Backed by a State Department report warning that an unprecedented number of "filthy" and "unassimilable" Jews were fleeing persecution in Europe, and by other "scientific" findings, Congress passed a temporary quota act in 1921 and a permanent one in 1924. It translated into law the notion, articulated by influential Cornell economist Jeremiah Jenks, that immigration policy should shift from "an individualistic basis" to one based on "racial characteristics."

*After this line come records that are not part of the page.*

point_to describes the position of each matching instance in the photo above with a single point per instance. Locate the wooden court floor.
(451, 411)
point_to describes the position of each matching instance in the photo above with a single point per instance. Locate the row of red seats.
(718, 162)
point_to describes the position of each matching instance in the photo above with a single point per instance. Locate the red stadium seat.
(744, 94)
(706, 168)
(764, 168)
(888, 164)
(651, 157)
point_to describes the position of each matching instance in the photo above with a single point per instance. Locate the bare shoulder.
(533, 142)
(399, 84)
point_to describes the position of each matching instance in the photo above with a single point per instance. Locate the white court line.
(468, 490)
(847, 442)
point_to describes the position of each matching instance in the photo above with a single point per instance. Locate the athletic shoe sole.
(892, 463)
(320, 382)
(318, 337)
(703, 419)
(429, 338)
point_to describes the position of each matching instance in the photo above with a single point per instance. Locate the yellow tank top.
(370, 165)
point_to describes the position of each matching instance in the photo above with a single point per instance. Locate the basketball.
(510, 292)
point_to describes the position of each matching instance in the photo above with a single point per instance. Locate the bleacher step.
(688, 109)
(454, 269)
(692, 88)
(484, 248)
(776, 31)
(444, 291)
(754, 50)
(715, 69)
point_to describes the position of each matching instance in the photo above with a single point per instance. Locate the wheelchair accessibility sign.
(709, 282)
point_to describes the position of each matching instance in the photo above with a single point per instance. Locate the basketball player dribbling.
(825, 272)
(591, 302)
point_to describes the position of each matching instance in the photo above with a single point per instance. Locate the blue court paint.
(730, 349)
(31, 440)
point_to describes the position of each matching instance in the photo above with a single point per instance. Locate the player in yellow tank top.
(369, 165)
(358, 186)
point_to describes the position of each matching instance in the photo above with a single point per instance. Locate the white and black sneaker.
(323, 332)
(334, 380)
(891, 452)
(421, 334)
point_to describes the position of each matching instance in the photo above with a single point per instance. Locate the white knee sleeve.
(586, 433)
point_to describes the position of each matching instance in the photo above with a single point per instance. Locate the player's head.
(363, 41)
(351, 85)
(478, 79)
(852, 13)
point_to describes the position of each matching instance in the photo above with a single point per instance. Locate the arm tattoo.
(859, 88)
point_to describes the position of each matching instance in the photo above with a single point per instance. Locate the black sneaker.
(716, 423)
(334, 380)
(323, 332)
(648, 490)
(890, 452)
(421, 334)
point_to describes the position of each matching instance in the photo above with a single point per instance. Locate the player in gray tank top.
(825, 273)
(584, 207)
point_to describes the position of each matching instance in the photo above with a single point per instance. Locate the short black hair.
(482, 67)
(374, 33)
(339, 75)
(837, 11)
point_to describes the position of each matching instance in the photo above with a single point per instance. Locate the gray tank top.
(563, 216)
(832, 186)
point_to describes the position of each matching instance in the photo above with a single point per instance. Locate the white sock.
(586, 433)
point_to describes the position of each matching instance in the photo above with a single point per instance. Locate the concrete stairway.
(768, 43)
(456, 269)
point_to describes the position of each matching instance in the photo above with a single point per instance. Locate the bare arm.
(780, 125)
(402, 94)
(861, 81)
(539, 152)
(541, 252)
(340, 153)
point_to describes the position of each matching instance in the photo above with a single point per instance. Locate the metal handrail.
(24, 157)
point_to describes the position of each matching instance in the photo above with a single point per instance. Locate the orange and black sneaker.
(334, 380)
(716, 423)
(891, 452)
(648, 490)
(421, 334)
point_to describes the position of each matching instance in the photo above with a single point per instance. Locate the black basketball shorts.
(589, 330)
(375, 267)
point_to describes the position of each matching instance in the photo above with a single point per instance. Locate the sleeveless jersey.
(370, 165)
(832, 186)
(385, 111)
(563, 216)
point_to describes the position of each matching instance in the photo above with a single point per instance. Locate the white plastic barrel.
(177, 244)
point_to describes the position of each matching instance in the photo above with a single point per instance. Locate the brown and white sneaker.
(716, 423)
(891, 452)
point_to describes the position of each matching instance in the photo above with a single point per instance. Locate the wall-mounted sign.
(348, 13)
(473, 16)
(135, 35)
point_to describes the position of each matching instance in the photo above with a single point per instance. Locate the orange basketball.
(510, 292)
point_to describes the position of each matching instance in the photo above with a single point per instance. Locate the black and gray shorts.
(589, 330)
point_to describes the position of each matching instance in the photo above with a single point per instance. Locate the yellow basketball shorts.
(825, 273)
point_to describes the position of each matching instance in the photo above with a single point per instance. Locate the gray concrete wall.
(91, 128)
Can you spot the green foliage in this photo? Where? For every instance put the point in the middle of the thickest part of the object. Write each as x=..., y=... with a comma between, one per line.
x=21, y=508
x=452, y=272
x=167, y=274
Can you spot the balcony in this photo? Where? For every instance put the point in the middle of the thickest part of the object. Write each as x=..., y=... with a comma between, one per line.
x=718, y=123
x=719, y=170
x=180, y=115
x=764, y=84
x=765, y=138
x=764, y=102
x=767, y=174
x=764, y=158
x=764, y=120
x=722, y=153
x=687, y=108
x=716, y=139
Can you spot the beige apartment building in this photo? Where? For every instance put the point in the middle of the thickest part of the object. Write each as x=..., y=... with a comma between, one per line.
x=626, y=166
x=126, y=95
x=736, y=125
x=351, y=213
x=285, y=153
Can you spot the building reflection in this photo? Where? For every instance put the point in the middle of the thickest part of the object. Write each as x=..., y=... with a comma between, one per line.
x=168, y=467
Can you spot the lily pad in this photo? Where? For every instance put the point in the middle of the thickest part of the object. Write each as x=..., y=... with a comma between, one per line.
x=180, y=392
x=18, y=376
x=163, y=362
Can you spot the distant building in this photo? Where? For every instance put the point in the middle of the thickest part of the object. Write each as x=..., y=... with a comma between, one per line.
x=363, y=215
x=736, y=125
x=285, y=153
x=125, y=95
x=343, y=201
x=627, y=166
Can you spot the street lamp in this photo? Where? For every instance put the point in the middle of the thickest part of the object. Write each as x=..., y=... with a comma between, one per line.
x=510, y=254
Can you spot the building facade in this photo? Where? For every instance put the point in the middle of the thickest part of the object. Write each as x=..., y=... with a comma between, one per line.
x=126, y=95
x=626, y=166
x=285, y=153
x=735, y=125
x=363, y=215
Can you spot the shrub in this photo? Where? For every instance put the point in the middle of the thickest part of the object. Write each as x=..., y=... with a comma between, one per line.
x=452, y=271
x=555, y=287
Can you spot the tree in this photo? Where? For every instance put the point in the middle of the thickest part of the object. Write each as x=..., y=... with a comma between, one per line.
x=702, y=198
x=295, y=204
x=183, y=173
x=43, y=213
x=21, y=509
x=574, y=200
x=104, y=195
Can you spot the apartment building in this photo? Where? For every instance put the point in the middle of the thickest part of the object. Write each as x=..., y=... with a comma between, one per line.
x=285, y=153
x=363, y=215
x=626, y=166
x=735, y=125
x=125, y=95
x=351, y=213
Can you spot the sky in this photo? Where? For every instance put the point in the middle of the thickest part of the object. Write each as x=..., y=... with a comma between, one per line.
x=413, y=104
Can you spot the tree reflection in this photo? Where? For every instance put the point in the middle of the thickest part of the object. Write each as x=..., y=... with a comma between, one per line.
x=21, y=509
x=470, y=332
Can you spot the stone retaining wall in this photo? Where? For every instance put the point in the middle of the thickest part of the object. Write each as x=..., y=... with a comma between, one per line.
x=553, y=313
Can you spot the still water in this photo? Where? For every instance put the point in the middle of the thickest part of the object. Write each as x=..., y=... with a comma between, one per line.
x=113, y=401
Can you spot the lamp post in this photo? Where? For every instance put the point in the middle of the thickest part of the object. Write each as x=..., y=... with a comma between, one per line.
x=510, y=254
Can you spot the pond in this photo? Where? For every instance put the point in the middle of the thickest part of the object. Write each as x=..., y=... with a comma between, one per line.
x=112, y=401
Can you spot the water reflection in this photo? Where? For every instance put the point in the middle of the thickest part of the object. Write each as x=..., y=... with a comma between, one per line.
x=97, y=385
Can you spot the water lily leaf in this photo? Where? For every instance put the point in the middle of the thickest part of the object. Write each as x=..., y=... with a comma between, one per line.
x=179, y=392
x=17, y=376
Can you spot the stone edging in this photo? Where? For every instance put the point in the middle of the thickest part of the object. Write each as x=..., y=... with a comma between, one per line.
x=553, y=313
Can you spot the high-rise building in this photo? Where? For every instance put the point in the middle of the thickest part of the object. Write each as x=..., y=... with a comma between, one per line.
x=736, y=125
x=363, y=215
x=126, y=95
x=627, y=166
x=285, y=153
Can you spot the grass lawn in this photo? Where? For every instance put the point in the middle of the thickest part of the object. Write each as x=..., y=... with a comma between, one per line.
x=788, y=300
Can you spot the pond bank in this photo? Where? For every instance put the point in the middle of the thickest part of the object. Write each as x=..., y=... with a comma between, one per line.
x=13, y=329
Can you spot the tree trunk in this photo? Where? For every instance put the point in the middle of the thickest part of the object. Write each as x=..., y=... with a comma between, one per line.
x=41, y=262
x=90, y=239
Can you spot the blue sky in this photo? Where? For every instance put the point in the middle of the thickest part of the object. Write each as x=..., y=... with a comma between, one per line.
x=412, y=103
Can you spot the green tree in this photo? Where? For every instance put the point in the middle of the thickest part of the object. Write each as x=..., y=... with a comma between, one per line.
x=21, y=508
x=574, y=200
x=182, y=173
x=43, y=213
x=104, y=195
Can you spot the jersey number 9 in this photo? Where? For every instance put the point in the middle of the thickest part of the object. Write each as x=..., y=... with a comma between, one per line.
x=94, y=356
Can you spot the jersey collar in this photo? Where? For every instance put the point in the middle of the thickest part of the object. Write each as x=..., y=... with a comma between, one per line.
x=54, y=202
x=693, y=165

Rather than looking at each immigrant to make sure he or she posed no threat to public health and wasn't likely to become a public charge, the United States would lump immigrants together by ethnic group, deeming some collectives worthy and others not. "Most of us are proud of being Anglo Saxons," said Jenks, suggesting that British immigrants "must be particularly good." (The same collectivist impulse exists today; anti-immigrant campaigners love to cite statistics showing that this ethnic group is more likely to go on welfare, or have fewer years of schooling, or earn less, or have lower IQs than that one, especially if the latter group is Northern European. And wildly atypical cases, particularly the Hmong, are used to stand for entire continents of origin.)

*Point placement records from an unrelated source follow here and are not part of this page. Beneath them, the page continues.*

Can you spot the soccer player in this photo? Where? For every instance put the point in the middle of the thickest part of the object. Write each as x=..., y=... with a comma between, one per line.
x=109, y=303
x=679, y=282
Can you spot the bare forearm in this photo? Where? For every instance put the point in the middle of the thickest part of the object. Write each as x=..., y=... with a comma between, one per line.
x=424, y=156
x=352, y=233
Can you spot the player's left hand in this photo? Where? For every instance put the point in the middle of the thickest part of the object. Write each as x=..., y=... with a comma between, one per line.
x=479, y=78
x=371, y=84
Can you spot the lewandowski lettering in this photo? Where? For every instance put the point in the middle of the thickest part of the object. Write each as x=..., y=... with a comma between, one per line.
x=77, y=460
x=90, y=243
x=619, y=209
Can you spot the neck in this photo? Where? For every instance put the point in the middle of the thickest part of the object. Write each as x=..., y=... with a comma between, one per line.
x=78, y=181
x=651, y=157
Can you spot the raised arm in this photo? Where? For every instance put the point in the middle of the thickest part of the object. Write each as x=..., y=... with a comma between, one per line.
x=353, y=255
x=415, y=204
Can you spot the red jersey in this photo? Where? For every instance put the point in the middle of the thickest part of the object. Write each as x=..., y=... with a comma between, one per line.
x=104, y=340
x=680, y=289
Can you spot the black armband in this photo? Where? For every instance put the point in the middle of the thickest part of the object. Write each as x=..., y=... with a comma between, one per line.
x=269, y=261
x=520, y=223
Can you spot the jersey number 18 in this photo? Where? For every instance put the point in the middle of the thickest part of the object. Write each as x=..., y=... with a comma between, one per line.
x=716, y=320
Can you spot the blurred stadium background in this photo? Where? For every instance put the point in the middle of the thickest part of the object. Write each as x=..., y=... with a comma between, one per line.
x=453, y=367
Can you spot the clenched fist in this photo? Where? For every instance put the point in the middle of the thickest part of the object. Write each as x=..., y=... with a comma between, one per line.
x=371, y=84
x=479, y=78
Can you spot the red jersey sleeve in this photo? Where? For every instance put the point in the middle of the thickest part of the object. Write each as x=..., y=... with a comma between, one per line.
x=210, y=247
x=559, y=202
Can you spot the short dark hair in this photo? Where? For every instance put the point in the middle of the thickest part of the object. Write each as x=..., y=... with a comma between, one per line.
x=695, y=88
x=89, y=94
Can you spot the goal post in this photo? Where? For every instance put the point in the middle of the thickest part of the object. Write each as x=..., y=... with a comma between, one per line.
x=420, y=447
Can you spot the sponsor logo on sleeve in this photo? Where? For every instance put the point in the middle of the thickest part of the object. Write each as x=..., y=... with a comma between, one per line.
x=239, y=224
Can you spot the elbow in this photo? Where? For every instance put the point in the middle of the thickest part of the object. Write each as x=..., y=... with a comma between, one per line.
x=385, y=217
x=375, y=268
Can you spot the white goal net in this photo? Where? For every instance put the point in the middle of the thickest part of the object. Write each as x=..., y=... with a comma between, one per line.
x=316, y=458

Even in the nativist 1920s, however, the United States did not close its Southern border. Until 1965, there was no numerical limit on immigration from the Western Hemisphere.

Yes, you read that correctly.

The Progressives were worried about Jews, Poles, and Italians, not the century-old flow of Mexican workers to and from the Southwestern states. And there was a logic to their priorities. Arbitrary lines are even more arbitrary when they divide historically, geographically, and economically connected people. Saying someone can't commute from Juárez to El Paso is a lot stranger than saying someone can't migrate from Vilna to New York–and enforcing the former prohibition takes a lot more firepower.

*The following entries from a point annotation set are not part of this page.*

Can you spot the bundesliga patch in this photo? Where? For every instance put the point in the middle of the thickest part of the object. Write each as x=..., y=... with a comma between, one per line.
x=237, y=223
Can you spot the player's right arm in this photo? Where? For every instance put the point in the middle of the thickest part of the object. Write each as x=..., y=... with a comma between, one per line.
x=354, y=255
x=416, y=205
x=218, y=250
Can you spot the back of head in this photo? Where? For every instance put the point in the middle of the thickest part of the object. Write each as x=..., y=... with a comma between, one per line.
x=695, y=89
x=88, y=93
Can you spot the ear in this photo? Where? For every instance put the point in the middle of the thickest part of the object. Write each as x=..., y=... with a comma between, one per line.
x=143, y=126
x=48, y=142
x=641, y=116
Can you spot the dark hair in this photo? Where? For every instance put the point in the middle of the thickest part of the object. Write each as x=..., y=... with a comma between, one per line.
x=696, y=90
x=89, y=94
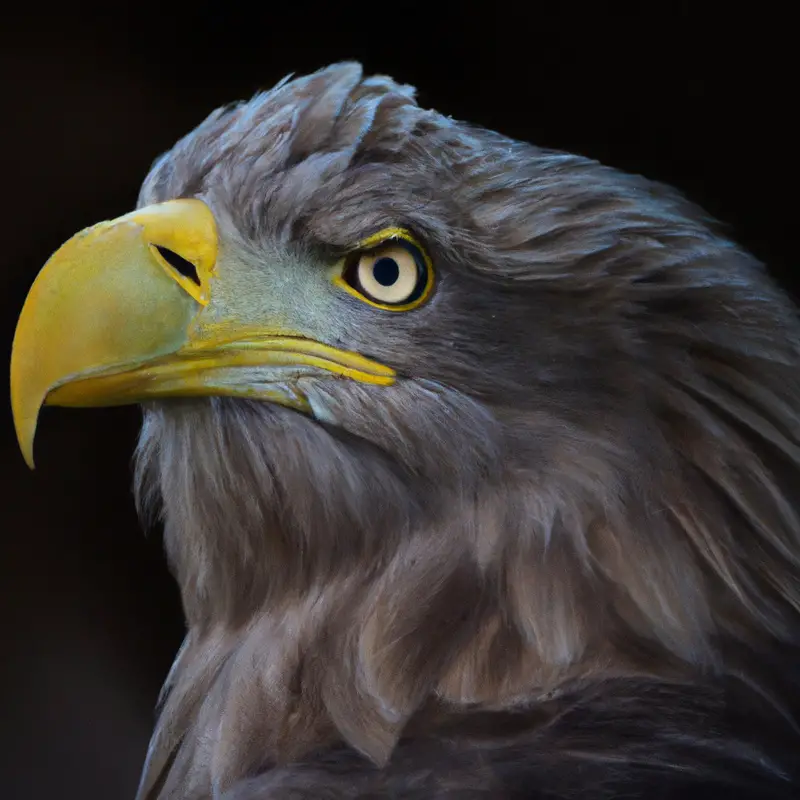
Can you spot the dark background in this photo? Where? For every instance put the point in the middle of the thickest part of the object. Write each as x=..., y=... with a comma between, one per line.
x=684, y=93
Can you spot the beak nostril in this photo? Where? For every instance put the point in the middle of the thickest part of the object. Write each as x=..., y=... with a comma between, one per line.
x=179, y=263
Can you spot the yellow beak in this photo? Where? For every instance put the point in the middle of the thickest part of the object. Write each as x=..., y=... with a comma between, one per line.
x=111, y=320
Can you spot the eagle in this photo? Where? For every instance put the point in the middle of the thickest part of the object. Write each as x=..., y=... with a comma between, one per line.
x=476, y=461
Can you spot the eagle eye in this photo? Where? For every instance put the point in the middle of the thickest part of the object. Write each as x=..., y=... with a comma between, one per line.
x=393, y=273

So until 30 years ago, any able-bodied Mexican worker who could pay a head tax and visa fee and pass a Spanish literacy test could legally come to the United States. Some still came illegally–not everyone had the money or reading skills–but the border was essentially open. ("Undocumented workers" in those days were potentially legal migrants who just hadn't paid the fees to get proper papers.) Ellis Island lived on in the Southwest.

When Pete Wilson draws a contrast between his by-the-book Irish grandmother and bad Mexicans running across Interstate 5, he is playing on a common ignorance of history. He's suggesting that today's illegal immigrants have the same legal options as Katie Barton but willfully flout the law. And he's hiding the history of the U.S.-Mexico border. America's Southern border has never been more closed to immigrants, legal and illegal, than it is today.

Politicians and activists who demand that we hermetically seal the borders–especially those who demand that we simultaneously impose a moratorium on legal immigration–are being both grandiose and dishonest. They are imagining that they can muster the pure force needed to completely restrain the free flow of labor, and they are pretending that such force will have little or no effect on the average American's life. Nothing could be further from the truth.

The great political task of the next few decades will be to reverse Progressivism rather than, in a new era of economic and social change, to repeat its errors. And that task is not just about antitrust law or land-use regulation or even welfare reform. It is about saying no to Jeremiah Jenks and his intellectual descendants, about refusing to centrally plan America's ethnic composition, about treating Ellis Island not as a backdrop for photo ops but as a model for policy.